As empresas deixaram de pagar os empréstimos, deixando Moçambique com uma dívida de 2 mil milhões de dólares, cerca de 12% do produto interno bruto do país na altura. Um país que o Banco Mundial designou como uma das 10 economias de crescimento mais rápido do mundo por duas décadas foi abruptamente mergulhado em turbulência financeira.
O crescimento estagnou, a inflação disparou, a moeda perdeu valor, o investimento e a ajuda internacional despencaram e o governo cortou serviços. Quase 2 milhões de moçambicanos foram forçados à pobreza, de acordo com um relatório de 2021 do Instituto Chr. Michelsen, um órgão de pesquisa de desenvolvimento na Noruega.
Os empréstimos foram vendidos a investidores, inclusive por meio dos "títulos de atum". Alguns lidavam com dinheiro para fundos de pensão e aposentadoria, de acordo com os promotores.

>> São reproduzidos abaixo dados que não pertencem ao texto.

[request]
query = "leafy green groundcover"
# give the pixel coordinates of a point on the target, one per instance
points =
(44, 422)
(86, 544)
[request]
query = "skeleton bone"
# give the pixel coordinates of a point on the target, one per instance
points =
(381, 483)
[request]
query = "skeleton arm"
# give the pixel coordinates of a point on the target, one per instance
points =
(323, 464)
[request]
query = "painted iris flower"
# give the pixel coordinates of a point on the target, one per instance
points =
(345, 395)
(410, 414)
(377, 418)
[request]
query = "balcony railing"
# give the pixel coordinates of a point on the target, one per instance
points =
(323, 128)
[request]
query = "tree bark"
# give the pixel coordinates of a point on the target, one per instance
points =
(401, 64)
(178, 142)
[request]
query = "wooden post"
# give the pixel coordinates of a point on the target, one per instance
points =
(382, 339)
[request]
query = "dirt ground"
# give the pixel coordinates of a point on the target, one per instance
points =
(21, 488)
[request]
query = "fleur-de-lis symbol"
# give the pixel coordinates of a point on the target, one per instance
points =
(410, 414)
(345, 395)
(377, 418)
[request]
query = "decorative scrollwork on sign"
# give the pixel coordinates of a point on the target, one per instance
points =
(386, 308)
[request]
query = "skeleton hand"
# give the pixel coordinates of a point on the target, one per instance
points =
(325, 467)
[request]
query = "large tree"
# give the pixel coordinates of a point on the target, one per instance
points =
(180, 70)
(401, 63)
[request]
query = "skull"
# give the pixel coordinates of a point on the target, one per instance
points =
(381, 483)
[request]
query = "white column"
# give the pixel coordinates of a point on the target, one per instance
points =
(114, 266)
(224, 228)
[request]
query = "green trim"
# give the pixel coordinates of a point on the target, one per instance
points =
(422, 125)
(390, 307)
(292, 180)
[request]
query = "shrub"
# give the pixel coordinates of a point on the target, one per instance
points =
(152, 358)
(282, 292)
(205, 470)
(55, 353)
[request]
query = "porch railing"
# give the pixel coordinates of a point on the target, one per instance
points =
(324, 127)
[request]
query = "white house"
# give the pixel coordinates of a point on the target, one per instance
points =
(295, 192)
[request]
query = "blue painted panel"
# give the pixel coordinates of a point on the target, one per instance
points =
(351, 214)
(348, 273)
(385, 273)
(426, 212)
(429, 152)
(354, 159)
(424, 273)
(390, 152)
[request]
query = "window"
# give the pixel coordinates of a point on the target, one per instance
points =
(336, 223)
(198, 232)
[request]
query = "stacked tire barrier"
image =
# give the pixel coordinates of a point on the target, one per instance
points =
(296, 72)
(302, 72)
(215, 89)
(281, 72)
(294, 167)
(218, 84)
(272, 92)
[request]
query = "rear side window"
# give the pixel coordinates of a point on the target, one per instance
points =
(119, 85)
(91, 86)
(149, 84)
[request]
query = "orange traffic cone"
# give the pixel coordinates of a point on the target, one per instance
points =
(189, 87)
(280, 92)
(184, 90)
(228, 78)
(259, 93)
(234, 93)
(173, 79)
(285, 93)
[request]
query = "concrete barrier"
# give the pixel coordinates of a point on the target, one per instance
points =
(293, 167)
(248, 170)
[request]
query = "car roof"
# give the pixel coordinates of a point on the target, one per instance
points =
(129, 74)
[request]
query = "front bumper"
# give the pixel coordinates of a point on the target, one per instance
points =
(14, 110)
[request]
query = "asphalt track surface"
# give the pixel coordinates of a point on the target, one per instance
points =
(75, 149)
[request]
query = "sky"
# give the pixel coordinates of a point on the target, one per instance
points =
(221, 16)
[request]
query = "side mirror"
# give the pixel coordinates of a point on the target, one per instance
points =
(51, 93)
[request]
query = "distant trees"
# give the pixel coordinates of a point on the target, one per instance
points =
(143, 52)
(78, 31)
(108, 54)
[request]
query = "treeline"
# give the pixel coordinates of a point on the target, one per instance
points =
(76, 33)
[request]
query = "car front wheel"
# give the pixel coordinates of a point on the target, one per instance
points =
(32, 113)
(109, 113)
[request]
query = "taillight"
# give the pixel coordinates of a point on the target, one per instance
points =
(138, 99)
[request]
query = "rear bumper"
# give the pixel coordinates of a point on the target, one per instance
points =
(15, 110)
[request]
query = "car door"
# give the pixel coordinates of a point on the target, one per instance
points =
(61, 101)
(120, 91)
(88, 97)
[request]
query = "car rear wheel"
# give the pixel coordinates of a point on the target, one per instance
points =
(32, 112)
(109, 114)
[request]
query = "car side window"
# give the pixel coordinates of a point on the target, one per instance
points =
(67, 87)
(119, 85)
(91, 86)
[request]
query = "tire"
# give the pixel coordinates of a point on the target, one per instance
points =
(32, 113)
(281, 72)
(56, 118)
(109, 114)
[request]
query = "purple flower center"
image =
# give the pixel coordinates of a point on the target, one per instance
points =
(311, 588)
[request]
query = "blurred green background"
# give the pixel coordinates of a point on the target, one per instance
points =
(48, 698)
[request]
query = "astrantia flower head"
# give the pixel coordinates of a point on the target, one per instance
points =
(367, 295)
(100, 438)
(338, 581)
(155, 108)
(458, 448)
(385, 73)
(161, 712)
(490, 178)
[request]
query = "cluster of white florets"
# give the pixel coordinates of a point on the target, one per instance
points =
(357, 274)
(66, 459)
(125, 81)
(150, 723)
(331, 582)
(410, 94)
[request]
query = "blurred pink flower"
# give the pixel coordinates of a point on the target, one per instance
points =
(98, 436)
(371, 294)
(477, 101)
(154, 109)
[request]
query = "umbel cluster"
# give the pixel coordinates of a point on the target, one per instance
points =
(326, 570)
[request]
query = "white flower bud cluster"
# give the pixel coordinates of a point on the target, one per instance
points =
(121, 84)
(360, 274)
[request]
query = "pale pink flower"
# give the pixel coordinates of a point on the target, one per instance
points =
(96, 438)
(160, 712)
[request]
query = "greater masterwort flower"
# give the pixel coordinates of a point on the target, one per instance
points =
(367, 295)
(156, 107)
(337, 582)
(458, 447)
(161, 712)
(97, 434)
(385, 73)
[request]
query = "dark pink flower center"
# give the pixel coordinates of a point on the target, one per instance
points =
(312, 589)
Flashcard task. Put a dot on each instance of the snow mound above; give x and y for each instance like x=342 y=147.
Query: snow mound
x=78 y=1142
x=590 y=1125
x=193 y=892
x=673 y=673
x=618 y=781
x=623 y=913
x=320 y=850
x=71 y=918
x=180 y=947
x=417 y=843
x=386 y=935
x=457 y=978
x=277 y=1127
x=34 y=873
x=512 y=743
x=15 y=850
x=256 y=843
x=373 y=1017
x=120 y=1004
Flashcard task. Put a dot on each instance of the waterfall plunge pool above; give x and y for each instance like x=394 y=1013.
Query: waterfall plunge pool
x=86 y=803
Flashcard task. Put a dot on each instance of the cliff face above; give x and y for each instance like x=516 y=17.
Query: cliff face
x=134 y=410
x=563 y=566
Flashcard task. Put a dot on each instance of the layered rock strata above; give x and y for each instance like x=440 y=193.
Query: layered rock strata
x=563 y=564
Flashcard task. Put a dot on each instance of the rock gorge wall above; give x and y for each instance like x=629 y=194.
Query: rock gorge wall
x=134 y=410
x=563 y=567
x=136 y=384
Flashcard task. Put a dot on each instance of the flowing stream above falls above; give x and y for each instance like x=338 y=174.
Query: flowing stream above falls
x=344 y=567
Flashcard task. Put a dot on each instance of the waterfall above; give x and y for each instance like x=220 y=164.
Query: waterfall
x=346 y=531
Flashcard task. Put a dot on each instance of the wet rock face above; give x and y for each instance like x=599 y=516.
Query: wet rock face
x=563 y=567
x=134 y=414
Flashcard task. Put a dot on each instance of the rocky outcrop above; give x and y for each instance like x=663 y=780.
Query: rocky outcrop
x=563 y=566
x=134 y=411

Investidores nos EUA e em outros lugares sofreram "perdas substanciais", disse Nicole M. Argentieri, procuradora-geral assistente que chefia a Divisão Criminal do Departamento de Justiça, em um comunicado após o veredital.
O governo de Moçambique chegou a acordos extrajudiciais com os credores na tentativa de pagar parte da dívida. Pelo menos 10 pessoas foram condenadas em tribunais moçambicanos e sentenciadas à prisão pelo escândalo, incluindo Ndambi Guebuza, filho do ex-presidente moçambicano Armando Guebuza.
Chang foi preso no principal aeroporto internacional de Joanesburgo no final de 2018, pouco antes de a acusação dos EUA contra ele e vários outros se tornar pública. Depois de anos lutando contra a extradição da África do Sul, Chang foi trazido para os EUA no ano passado.
Dois banqueiros britânicos se declararam culpados no caso dos EUA, mas um júri em 2019 absolveu outro réu, um executivo da construção naval libanesa. Três outros réus, um libanês e dois moçambicanos, não estão sob custódia dos EUA.
Em 2021, um gigante bancário então conhecido como Credit Suisse concordou em pagar pelo menos US$ 475 milhões às autoridades britânicas e norte-americanas por seu papel nos empréstimos de Moçambique. Desde então, o banco foi adquirido pelo ex-rival UBS.